Throughout 2013, there have been numerous sex-themed events on college campuses. Many universities, including the University of Chicago, commemorated Valentine’s Day by hosting such events as “Sex for Kids” and “Anal 101.”

A student group at North Carolina State University gave away condoms, dildos, and butt plugs at a sex-themed bingo game. And educators hosted numerous lectures about sex, sexuality, and porn — including Brown University’s workshop designed to help gay minority students confront their sexual desire for white students.

But in Cosmopolitan’s view, sex events are an endangered species on college campuses.

“In covering all things sex (from eco-friendly vibrators to penis size) at Cosmopolitan, it’s become clear that sex education is under attack at colleges across the country — and students aren’t taking it lying down,” wrote Natasha Burton in an article titled “Why College Won’t Let You Talk About Sex.”

Burton cites the University of Tennessee’s Sex Week, which raised the ire of a conservative state legislator who eventually persuaded university administrators to rescind public funding for the event. Instead organizers used private donations to pull off the event as planned — blow job lectures and all.

She also laments that Boston College attempted — and failed — to prevent a student organization from passing out free condoms on campus. Boston is private, Catholic institution.

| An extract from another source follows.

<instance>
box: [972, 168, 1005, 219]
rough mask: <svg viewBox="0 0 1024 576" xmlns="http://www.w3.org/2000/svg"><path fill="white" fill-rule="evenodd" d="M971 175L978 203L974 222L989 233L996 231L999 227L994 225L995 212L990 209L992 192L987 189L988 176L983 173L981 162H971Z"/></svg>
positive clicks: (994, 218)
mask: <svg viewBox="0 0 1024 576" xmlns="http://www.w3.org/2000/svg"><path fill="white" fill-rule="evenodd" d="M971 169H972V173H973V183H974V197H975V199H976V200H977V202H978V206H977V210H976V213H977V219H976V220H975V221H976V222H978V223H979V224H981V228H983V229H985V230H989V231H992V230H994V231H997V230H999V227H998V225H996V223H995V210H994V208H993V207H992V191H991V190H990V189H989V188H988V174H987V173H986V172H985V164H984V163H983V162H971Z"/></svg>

Not all observers agree with Burton’s judgment. Nathan Harden, author of “Sex and God at Yale,” has chronicled the growth of college sex weeks since their inception at Yale University ten years ago, and believes they are stronger than ever.

“The idea that college sex-themed events are in danger in America is absurd,” he wrote in an email to The Daily Caller News Foundation. “On the contrary, never before has so much attention been paid to the topic.”

Administrators have typically encouraged sex weeks. But if universities increasingly decide to forgo public financing of such events, more power to them, Harden said.

“Obviously the college administrators who approve these events believe it’s a good use of their time and resources,” he added. “But I’m not sure parents taking out second mortgages to pay their kids’ tuition would agree.”